Captain America: The Winter Soldier: Joe Russo confirme l'influence du célèbre thriller avec Robert Redford

Lorsque Marvel a fait Captain America: The Winter Soldier en 2014, les réalisateurs Joe et Anthony Russo voulaient qu'il ressemble plus à un thriller d'espionnage qu'à un film de super-héros. Pour cette raison, ils ont été inspirés par les thrillers d'adrénaline des années 70 avec Robert Redford, en particulier des trois jours du Condor.

Le film de Pollack avait tout: corruption politique, secrets et héros paranoïaque et peu fiable. Dans le soldat d'hiver, les frères russes ont incorporé tous ces éléments dans l'histoire de Steve Rogers (Chris Evans). Joe Russo a déclaré ouvertement qu'il s'était inspiré lors d'une interview de 2014 avec.

C'était très … vous savez, ce film … nous avons plaisanté en disant qu'il pouvait s'appeler « The Three Days of Captain America », car il a une énorme dette, à un niveau créatif, avec les trois jours du Condor, au niveau structurel. Et pour nous, avoir Redford était simplement … d'abord, non seulement en tant qu'acteur brillant et avec une présence pittoresque exceptionnelle, mais, deuxièmement, philosophiquement, il y avait une continuité entre la dernière fois que nous avions de grands thrillers politiques et notre film.

Le scénariste Christopher Markus voulait transmettre l'idée que Steve Rogers était ciblé par une menace inconnue, dont l'identité est révélée au milieu du film. Pour cette raison, il a emprunté l'idée, mais aussi à des films tels que pour un meurtre (1974) avec Warren Beatty. Ainsi, Marvel a tenu les fans avec le souffle suspendu sur l'Hydra et le soldat d'hiver.

Plus tard, lorsque Robert Redford a rejoint le casting dans le rôle d'Alexander Pierce, sa présence a ajouté un autre niveau de crédibilité au film. L'étoile était le fil conducteur entre le style des années de thriller politique et la narration de super-héros moderne. Dans l'ensemble, le casting de Redford dans le film MCU représente un moment de fermeture du cercle.
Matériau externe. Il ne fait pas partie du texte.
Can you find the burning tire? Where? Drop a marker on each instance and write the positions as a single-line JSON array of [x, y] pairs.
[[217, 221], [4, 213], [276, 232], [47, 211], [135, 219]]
Brad Pitt a salué les trois jours du Condor avec Robert Redford

Les trois jours du Condor ont non seulement inspiré les frères russes, mais ont également remporté Brad Pitt, un grand admirateur des thrillers classiques. Dans le passé, l'acteur a admis qu'il aime beaucoup le film de Sydney Pollack et penser que la brillante performance de Robert Redford est injustement sous-estimée. La star de F1 a salué les compétences de Redford à gérer le récit, au lieu de se limiter à verser des informations sur le public, soulignant à quel point il est rare et difficile pour un acteur de le faire. Mais ce qui l'a le plus frappé, c'est la fin du film, selon lui l'un des meilleurs de l'histoire du cinéma.

Oh mon Dieu, totalement sous-estimé. Redford, je veux dire la façon dont il communique dans ce film. Il y a une scène dans laquelle il se trouve dans l'appartement de Faye Dunaway. Il nous guide, rassemble les morceaux, mais en réalité il nous dit l'intrigue, et la façon dont il le fait est vraiment difficile. C'est vraiment une exposition [nel linguaggio cinematografico, quella parte della storia in cui vengono fornite allo spettatore informazioni utili]. Mais vous le regardez tel qu'il comprend et l'explique, et nous sommes là avec lui. Et puis, pour moi, l'une des meilleures finales de tous les temps.